The Android banking trojan known as Anatsa has expanded its focus to include Slovakia, Slovenia, and Czechia as part of a new campaign observed in November 2023.

“Some of the droppers in the campaign successfully exploited the accessibility service, despite Google Play’s enhanced detection and protection mechanisms,” ThreatFabric said in a report shared with The Hacker News.

“All droppers in this campaign have demonstrated the capability to bypass the restricted settings for accessibility service in Android 13.” The campaign, in total, involves five droppers with more than 100,000 total installations.
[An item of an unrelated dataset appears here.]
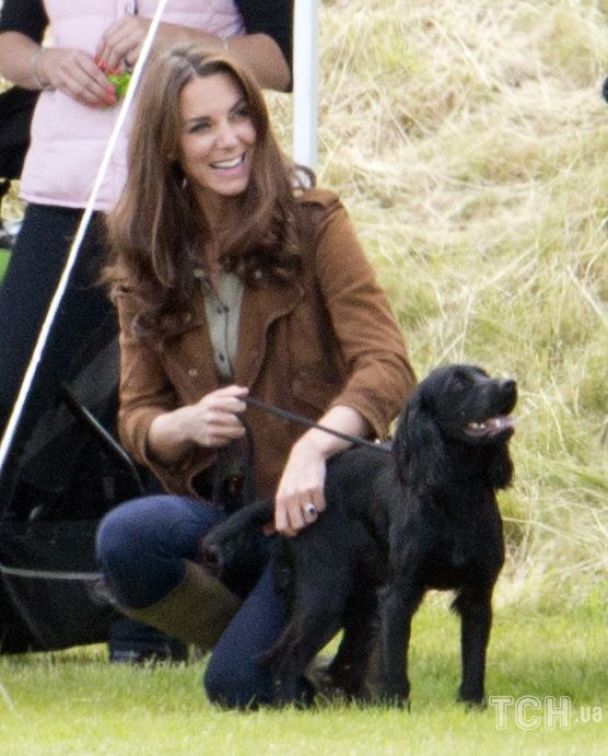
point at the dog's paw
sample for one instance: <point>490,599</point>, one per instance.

Also known by the name TeaBot and Toddler, Anatsa is known to be distributed under the guise of seemingly innocuous apps on the Google Play Store. These apps, called droppers, facilitate the installation of the malware by circumventing security measures imposed by Google that seek to grant sensitive permissions.

In June 2023, the Dutch mobile security firm disclosed an Anatsa campaign that targeted banking customers in the U.S., the U.K., Germany, Austria, and Switzerland at least since March 2023 using dropper apps that were collectively downloaded over 30,000 times on the Play Store.

Anatsa comes fitted with capabilities to gain full control over infected devices and execute actions on a victim’s behalf. It can also steal credentials to initiate fraudulent transactions.

The latest iteration observed in November 2023 is no different in that one of the droppers masqueraded as a phone cleaner app named “Phone Cleaner – File Explorer” (package name “com.volabs.androidcleaner”) and leveraged a technique called versioning to introduce its malicious behavior.

While the app is no longer available for download from the official storefront for Android, it can still be downloaded via other sketchy third-party sources.

According to statistics available on app intelligence platform AppBrain, the app is estimated to have been downloaded about 12,000 times during the time it was available on the Google Play Store between November 13 and November 27, when it was unpublished.

“Initially, the app appeared harmless, with no malicious code and its accessibility service not engaging in any harmful activities,” ThreatFabric researchers said.

“However, a week after its release, an update introduced malicious code. This update altered the AccessibilityService functionality, enabling it to execute malicious actions such as automatically clicking buttons once it received a configuration from the [command-and-control] server.”

What makes the dropper notable is that its abuse of the accessibility service is tailored to Samsung devices, suggesting that it was designed to exclusively target the company-made handsets at some point, although other droppers used in the campaign have been found to be manufacturer agnostic.

The droppers are also capable of circumventing Android 13’s restricted settings by mimicking the process used by marketplaces to install new applications without having their access to the accessibility service functionalities disabled, as previously observed in the case of dropper services like SecuriDropper.

“These actors prefer concentrated attacks on specific regions rather than a global spread, periodically shifting their focus,” ThreatFabric said. “This targeted approach enables them to concentrate on a limited number of financial organizations, leading to a high number of fraud cases in a short time.”

The development comes as Fortinet FortiGuard Labs detailed another campaign that distributes the SpyNote remote access trojan by imitating a legitimate Singapore-based cryptocurrency wallet service known as imToken to replace destination wallet addresses and with actor-controlled ones and conduct illicit asset transfers.

“Like much Android malware today, this malware abuses the accessibility API,” security researcher Axelle Apvrille said. “This SpyNote sample uses the Accessibility API to target famous crypto wallets.”